Backstairs Billy review – Luke Evans and Penelope Wilton in a West End Clarence House caper

Michael Grandage directs the world premiere comedy that continues through to 27 January

Sarah Crompton

Sarah Crompton

| London |

7 November 2023

Luke Evans and Penelope Wilton in a scene from Backstairs Billy
Luke Evans and Penelope Wilton in Backstairs Billy, © Johann Persson

Marcelo Dos Santos’s Backstairs Billy is a strange thing. Not six characters in search of an author, but a set of good lines in search of a play.

It has all the trappings of a West End hit. A sumptuous set by Christopher Oram that places the late Queen Mother in the garden room of Clarence House, all flower paintings, floral displays and damask curtains. It has a Rolls Royce cast in the shape of Penelope Wilton as Queen Elizabeth and Luke Evans as her loyal Page of the Backstairs, friend and enabler to his royal mistress for 48 years. Not to mention a massively accomplished director in the shape of Michael Grandage.

It’s full of zinging one-liners and laugh-out-loud moments. Yet for the life of me, I couldn’t work out why I was watching it or what it was really about.

The setup is simple and has some basis in fact. William “Billy” Tallon entered royal service at the age of 15 and rose through the ranks of footmen to become Page of the Backstairs, loyal servant of a widowed Queen, isolated in Clarence House after the death of her husband King George VI. Here we first see him in arrogant but charming charge, keeping his royal charge entertained by organising a party fuelled by industrial strength cocktails – even when the guests are teetotal.
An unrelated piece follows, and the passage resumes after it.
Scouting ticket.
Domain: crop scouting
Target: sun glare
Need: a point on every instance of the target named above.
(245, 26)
The tone is light, and Evans makes the most of Billy’s flouncing enjoyment of the power he sustains. “All that matters to us is knowing what she wants,” he schools timid new recruit Gwydion (Iwan Davies), mixing his instructions on behaviour with seductive innuendo. But the stage only really lights up when Wilton enters, in loose pastels (clever costumes from Tom Rand), moving with a regal glide and preceded by two corgis.

As her relationship with Billy unfolds, it serves as a reminder of what a great comedic actress Wilton is. Her timing of lines such as the QM’s response to the idea of welcoming the French cultural attaché to one of her soirées, “as long as we don’t have to talk about culture or France” is a consistent joy. Every joke lands with the precision of a targeted missile, always suggesting the sharpness behind the smile.

Even more beautifully, she hints at the sorrow of a woman widowed in her 50s and banished from the kind of power and influence she once enjoyed. The look on her face as Billy talks about her “Funny little house, funny sort of court” is so nuanced and suggestive of all that she has lost and all she longs for.

But the play too often leaves her conjuring with air. What might have seemed a sensitive and amusing study of the bonds that can grow between servant and mistress if both are unrooted enough or an investigation of why people love the royals even when they are fallible, ricochets off in the second act into a messy mixture of farce, politics and class critique.

Set in 1979, it’s anxious to introduce both the rise of Mrs Thatcher and current events but does so in clumsy ways. Ian (Eloka Ivo), a pickup of Billy’s, breaches security and introduces the Southwark riots into conversation; a clutch of caricatured aristocrats marvel at the grocer’s daughter who is about to be PM. It veers so wildly in tone that the conclusion where Billy’s confidence encounters both establishment might and a true sense of entitled right from his mistress, feels oddly muddled and unearned.

Plus, Wilton is made to act with a corgi. That she pulls it off, is a tribute to her general brilliance rather than to the increasingly frenzied business that surrounds her. Given the success of his solo text Feeling Afraid As If Something Terrible Is Going To Happen (which returns for a London run this month), Dos Santos is undoubtedly a talented writer, with a distinctive voice and a welcome wit, but he doesn’t pull off the difficult business of basing a play on real events – and then shaping them to his own view.

Backstairs Billy, for all its humour, feels like a smudged snapshot rather than a fully realised portrait.